Sin duda la virtud del traductor está en un término medio entre lo que asienta Philarète Chasles y lo que propone Barbey.
En cuanto a nosotros, admiradores somos hasta la idolatría de William Shakespeare, pero no sus esclavos; aunque, desde luego, es preferible un traductor literal a un traductor infiel, y antes se peca por esto que por aquello. Más vale que se tengan las perlas sueltas del collar –aun sin intención de hacer el collar–, que éste sea falso.
Seguimos, pues, un método ecléctico.
La reiteración de la voz pasiva, típica en Shakespeare, y el movimiento típico del verso y de la prosa se han conservado hasta donde lo permite nuestro idioma y aun a veces se han rebasado las medidas, a fin de ofrecer la genuina construcción shakespeariana. […]
En las grandes tragedias, que son la corona principesca del dramaturgo […] y en las grandes comedias […] se ha procurado dar a las versiones un sabor clásico, por donde la lengua castellana corra desembarazadamente, con la lisura de estilo que le es propia, con la sonoridad, la tersura, la elegancia, el garbo y la energía habituales en nuestros escritores de los siglos XVI y principios del XVII; empero sin [212] violencias de hipérbaton, sin cacofonías ni vocablos en desuso, que sonarían desapaciblemente en oídos modernos. Aun para imitar el sabor y espíritu de nuestros escritores clásicos, no hay que olvidar las conquistas actuales del estilo. En estos odres viejos echemos vino nuevo, pero echemos vino bueno. […]

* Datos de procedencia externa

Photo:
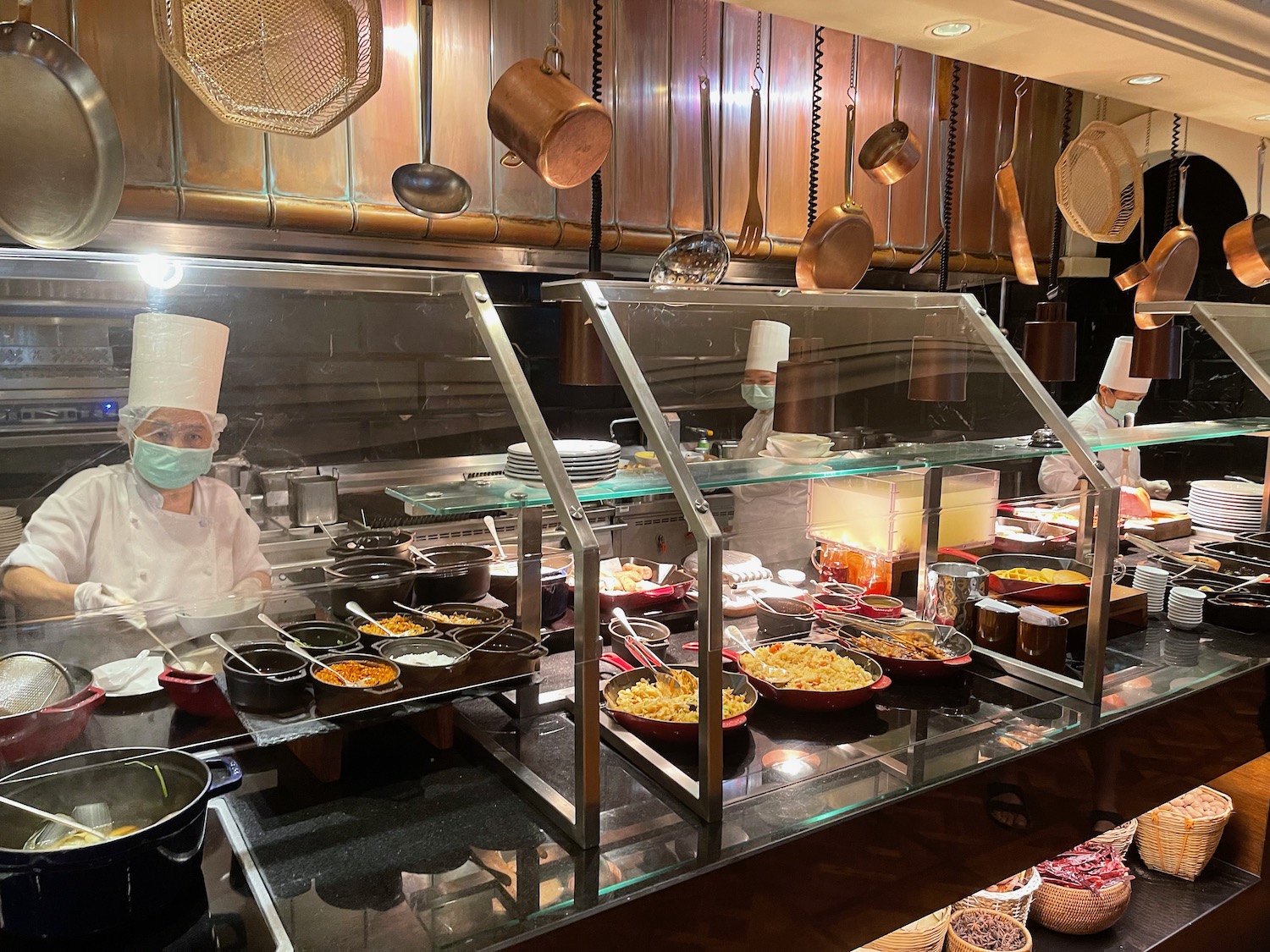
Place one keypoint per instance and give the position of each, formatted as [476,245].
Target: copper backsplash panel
[185,164]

La pulidez de estilo de estas obras, que hemos aspirado a que sean modelos de prosa castellana, nos ha costado a veces dos, tres y aun cuatro años de labor.
Una traducción es un estado de alma. No es posible traducir sin identificarse. De otro modo los libros traducidos serían, como apunta don Luis Zapata en su versión del Arte poética de Horacio (1591): «tapicería del revés, que está allí la trama, la materia y las formas, colores y figuras, como madera y piedras por labrar, faltas de lustre y de pulimento».
Tal se nos antojan las traducciones de nuestros antecesores. Fuera de las que lo son del francés–versiones de versiones, y, por tanto, de mérito muy relativo–, las directas carecen de armonía de lenguaje, de cierta unidad de sonido y color y de atmósfera shakespeariana; no son concienzudas, estudiadas ni trabajadas, y los textos adoptados por ellas, sumamente defectuosos. Porque Shakespeare no es, como creen algunos, el autor salvaje, grosero y truculento, el lírico instintivo, incoherente y medio insensato que imaginaron Voltaire y Moratín, sino el más prudente, el más sabio, el más consciente y el más armonioso de los poetas.
En todas las versiones castellanas que conocemos, gran número de frases no resisten la lectura en alta voz. De llevarlas a la escena, perecerían en boca de los actores. Y es preciso reconocer que la fonética de una traducción es casi tan importante como su fidelidad textual. Además, alrededor del sentido literal de la frase primitiva flota un secreto hálito más potente que la vida exterior de las palabras y las imágenes. Y esto es lo que hay que sentir, reproducir y recoger. A veces, detalles infinitamente pequeños reconstituyen el sabor del original.